As expected, the book has a great deal to say about the treatment of the animals. I was less prepared for the author’s devastating assessment of the treatment of the people who work in the industry’s plants. For example:
…[this person] told me she understood why the union didn’t want to discourage anything that created jobs but cautioned that line speeds in meatpacking plants are now “dangerously fast.” … FSIS [the USDA’s Food Safety and Inspection Service] doesn’t have time to watch out for – much less document – risks to worker safety … the focus is on the safety of the food … injuries and amputations are inevitable … in such an incident, FSIS will deal with it as a sanitary issue and will stop operations to make sure that all human blood is completely cleaned off and that all product is protected … FSIS will not release the area or the line unless all products are identified as protected and cleaned – or whatever needs to be condemned is condemned because it cannot be made clean.”
So what does this have to do with growing audiences for arts & culture?
Well, let’s marvel at the efficacy of production that the author describes. There is demand – and it didn’t just “happen” – it was carefully and creatively cultivated over time. Further, every detail of production has been studied, every variable controlled for, and every effort at productiveness has been made. From a functional perspective, the inputs and outputs connect with the complexity of a majestic symphony and the grace of finely choreographed ballet.
Yet, we can never escape the reality that the product can not be separated from the process by which it is created. Every delicious bite of bacon constitutes the consumer’s vote in favor of the entirety of the system that delivered it – including the treatment of the animals and the safety and dignity of the company’s workers.
In sum, the pork industry has crafted a robust business model providing items that consumers want. It’s business processes are imperfect, but one hope/expects that animal treatment, ecological impact, worker dignity and other issues are addressed and improved over time. Right?

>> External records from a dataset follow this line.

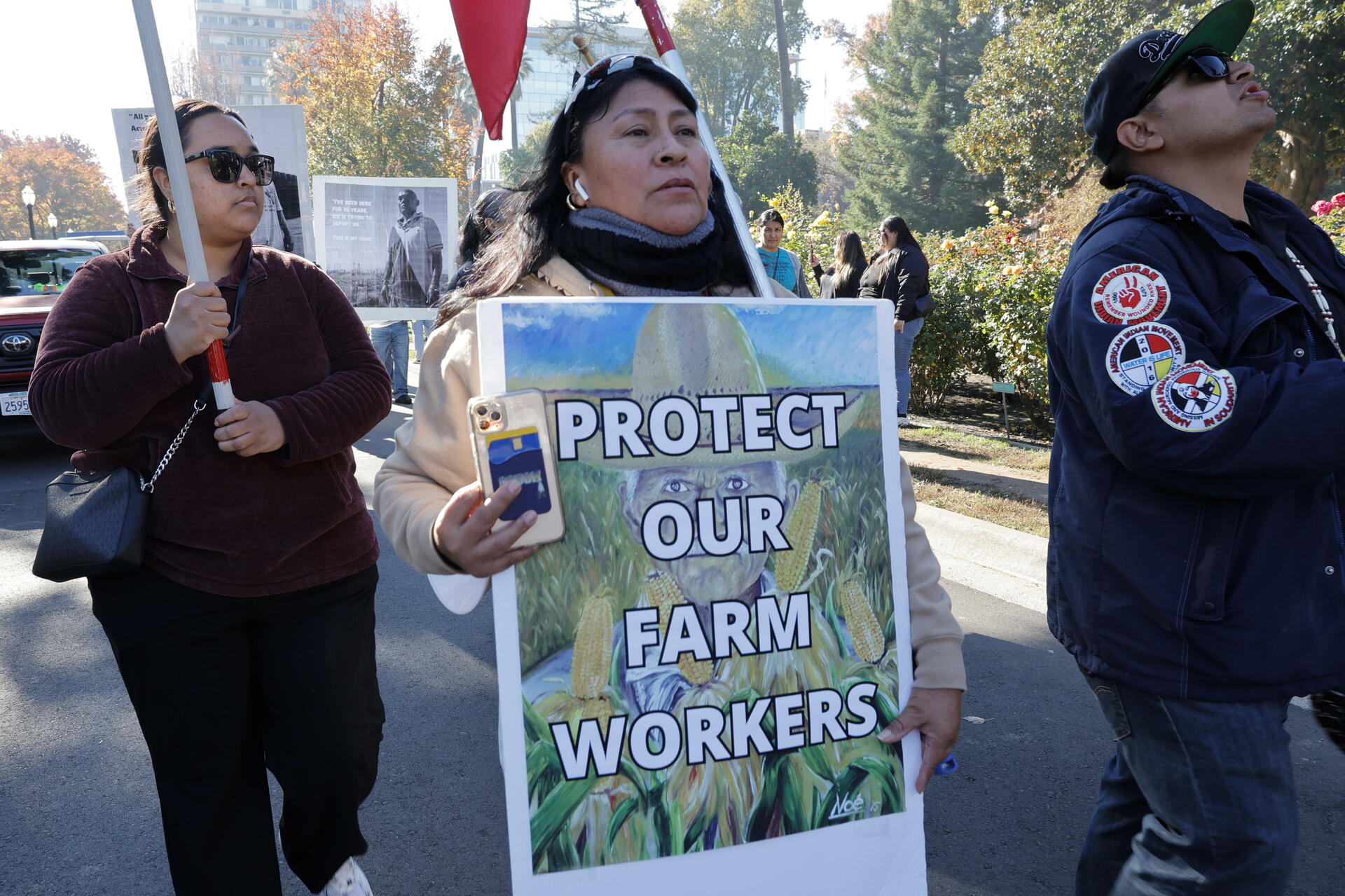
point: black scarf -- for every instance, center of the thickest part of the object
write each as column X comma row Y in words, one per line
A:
column 635, row 260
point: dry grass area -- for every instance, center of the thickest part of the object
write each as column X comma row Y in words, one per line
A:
column 972, row 447
column 984, row 502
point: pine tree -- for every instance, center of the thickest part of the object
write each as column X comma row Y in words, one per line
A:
column 919, row 62
column 595, row 19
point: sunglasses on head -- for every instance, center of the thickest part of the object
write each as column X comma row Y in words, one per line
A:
column 602, row 69
column 1213, row 64
column 226, row 165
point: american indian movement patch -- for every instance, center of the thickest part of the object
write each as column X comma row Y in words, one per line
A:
column 1194, row 397
column 1130, row 294
column 1141, row 355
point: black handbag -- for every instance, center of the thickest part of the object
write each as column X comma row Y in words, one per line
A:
column 96, row 523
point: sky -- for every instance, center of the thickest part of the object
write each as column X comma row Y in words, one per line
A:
column 67, row 64
column 820, row 345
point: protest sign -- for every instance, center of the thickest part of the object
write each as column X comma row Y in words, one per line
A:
column 390, row 242
column 691, row 681
column 279, row 131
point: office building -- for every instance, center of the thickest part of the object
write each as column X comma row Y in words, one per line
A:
column 235, row 41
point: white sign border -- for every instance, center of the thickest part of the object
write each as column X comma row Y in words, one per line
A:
column 858, row 856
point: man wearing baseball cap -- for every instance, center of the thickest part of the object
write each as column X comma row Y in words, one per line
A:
column 1197, row 549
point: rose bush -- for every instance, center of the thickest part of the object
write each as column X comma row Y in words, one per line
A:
column 1330, row 217
column 994, row 288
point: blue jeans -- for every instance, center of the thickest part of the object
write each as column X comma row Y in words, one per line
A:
column 906, row 342
column 420, row 330
column 392, row 346
column 1199, row 798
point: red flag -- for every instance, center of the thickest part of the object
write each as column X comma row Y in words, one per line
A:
column 491, row 34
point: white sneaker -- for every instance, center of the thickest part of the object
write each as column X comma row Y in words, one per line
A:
column 347, row 881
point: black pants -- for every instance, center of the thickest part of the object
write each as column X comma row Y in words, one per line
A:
column 226, row 688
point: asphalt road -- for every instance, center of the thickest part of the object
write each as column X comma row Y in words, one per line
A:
column 78, row 805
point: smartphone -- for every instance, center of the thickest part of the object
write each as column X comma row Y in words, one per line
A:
column 513, row 443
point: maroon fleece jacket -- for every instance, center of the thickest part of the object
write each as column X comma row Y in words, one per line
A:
column 106, row 382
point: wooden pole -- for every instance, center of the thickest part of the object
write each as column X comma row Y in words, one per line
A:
column 187, row 226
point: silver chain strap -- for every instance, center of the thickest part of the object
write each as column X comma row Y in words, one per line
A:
column 1328, row 315
column 149, row 488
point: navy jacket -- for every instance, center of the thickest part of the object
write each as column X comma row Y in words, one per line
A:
column 1199, row 467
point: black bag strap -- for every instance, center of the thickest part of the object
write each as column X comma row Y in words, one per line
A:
column 233, row 323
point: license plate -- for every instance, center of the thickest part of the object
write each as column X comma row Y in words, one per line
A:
column 14, row 404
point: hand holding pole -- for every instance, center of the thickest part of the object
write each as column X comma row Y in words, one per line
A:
column 187, row 228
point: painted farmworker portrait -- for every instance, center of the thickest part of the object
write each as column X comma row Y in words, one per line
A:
column 1196, row 375
column 247, row 637
column 624, row 203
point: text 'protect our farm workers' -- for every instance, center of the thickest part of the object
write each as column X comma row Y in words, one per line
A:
column 672, row 428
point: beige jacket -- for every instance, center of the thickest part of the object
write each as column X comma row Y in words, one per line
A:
column 434, row 457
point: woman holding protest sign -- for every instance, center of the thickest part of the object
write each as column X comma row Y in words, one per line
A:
column 624, row 203
column 900, row 273
column 247, row 635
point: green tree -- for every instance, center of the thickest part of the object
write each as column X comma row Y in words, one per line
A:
column 729, row 48
column 760, row 160
column 918, row 62
column 1028, row 121
column 373, row 106
column 67, row 181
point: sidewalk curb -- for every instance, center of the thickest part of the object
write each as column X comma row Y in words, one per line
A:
column 995, row 560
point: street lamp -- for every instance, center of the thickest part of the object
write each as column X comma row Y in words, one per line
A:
column 29, row 198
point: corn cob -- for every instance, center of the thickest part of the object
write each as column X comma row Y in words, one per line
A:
column 861, row 622
column 792, row 565
column 662, row 591
column 589, row 668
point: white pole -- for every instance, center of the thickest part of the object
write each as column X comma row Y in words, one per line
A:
column 672, row 60
column 187, row 228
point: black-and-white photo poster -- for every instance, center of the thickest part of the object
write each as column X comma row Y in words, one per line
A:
column 390, row 242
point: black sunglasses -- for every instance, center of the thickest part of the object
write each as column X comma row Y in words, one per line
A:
column 603, row 67
column 1213, row 64
column 226, row 165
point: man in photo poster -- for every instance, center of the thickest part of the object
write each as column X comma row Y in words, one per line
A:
column 415, row 266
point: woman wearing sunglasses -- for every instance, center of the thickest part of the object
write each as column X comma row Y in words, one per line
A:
column 247, row 638
column 623, row 203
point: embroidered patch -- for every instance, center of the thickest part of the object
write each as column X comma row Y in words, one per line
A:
column 1143, row 354
column 1130, row 294
column 1194, row 397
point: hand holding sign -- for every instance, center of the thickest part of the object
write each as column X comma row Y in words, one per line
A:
column 937, row 713
column 198, row 318
column 249, row 428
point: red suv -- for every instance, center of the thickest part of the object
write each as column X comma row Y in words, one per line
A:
column 33, row 273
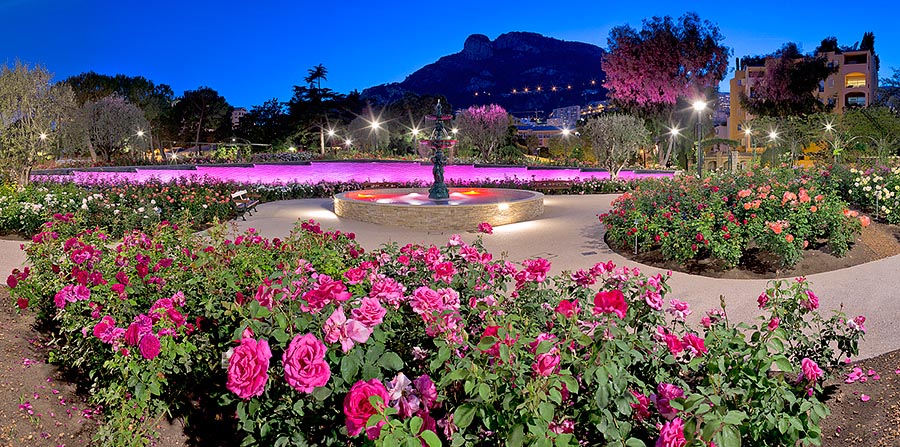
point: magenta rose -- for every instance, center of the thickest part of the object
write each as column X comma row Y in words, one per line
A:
column 370, row 313
column 248, row 368
column 672, row 434
column 546, row 363
column 811, row 370
column 611, row 302
column 149, row 346
column 304, row 363
column 358, row 409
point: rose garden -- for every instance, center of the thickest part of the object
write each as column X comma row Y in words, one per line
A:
column 170, row 298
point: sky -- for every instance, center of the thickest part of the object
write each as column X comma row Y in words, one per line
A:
column 253, row 51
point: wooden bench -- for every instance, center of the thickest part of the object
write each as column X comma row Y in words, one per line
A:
column 244, row 203
column 547, row 186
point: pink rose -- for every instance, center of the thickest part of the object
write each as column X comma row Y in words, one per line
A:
column 694, row 344
column 642, row 407
column 304, row 363
column 811, row 302
column 248, row 368
column 672, row 434
column 611, row 302
column 339, row 329
column 358, row 409
column 546, row 363
column 370, row 313
column 567, row 308
column 149, row 346
column 811, row 370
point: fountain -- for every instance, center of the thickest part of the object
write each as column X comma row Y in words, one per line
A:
column 439, row 208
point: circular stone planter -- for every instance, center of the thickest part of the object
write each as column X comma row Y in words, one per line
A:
column 466, row 208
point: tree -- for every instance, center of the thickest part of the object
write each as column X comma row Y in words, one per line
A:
column 32, row 112
column 788, row 86
column 616, row 139
column 199, row 113
column 483, row 127
column 648, row 70
column 109, row 126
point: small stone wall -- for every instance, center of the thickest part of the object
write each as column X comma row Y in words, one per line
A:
column 441, row 217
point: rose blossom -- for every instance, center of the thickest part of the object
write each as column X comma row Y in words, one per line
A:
column 546, row 363
column 672, row 434
column 370, row 313
column 679, row 309
column 611, row 302
column 358, row 409
column 149, row 346
column 811, row 370
column 567, row 308
column 248, row 368
column 811, row 302
column 304, row 363
column 339, row 329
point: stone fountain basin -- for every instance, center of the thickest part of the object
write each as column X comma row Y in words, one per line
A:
column 465, row 209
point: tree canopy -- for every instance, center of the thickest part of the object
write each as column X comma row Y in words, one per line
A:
column 32, row 112
column 648, row 70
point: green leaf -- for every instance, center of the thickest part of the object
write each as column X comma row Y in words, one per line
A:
column 349, row 368
column 415, row 424
column 321, row 393
column 464, row 415
column 728, row 437
column 734, row 417
column 516, row 437
column 431, row 439
column 391, row 360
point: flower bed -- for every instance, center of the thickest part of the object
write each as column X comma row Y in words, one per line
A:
column 118, row 205
column 311, row 340
column 781, row 211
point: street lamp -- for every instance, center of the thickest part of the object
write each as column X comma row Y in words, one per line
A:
column 699, row 106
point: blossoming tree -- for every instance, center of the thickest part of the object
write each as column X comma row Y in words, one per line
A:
column 650, row 69
column 483, row 127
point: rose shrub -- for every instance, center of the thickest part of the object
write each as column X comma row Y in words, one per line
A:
column 313, row 340
column 778, row 210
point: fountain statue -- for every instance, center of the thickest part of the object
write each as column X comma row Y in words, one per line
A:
column 443, row 209
column 439, row 140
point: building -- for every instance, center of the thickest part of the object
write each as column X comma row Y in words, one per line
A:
column 853, row 85
column 236, row 115
column 565, row 117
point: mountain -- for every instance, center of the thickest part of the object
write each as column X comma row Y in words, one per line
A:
column 488, row 71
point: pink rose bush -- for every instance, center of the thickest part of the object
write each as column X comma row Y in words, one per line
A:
column 313, row 339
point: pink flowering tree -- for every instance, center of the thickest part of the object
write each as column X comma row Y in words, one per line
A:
column 651, row 68
column 483, row 128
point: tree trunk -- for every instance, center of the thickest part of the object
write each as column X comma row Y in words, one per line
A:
column 24, row 177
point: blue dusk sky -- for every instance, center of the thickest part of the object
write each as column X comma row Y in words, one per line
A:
column 252, row 51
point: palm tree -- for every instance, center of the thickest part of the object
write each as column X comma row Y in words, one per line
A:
column 316, row 75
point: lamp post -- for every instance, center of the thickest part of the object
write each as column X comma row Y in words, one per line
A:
column 375, row 125
column 699, row 106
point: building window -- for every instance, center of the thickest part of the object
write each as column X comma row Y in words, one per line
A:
column 854, row 80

So, when we look at the arts & cultural sector as a whole, can we honestly claim that our organizations are built on a robust business model that provides services that consumers or our communities want? And more, lacking such a solid foundation, how can we ever expect to address the significant imperfections of survivability and sustainability that plague our own industry (as summed up succinctly by the National Center for Arts Research at Southern Methodist University):
Nearly every nonprofit sector of the arts in America faces serious challenges. The National Endowment for the Arts’ 2008 Survey of Public Participation in the Arts revealed double-digit declines in the percentage of Americans who attended the arts from 2002 to 2008, as well as increases in average audience age over the same period. Personal spending in arts and culture has fallen significantly over the past decade, resulting in a net loss of $45 billion for the sector. Donations to the sector have also declined over the past 20 years by about $8 billion.”
So let’s ask this question: When you consider the pork industry and the arts & cultural sector, which more vividly reveals the immorality of a broken business model?
And what are we going to do about it?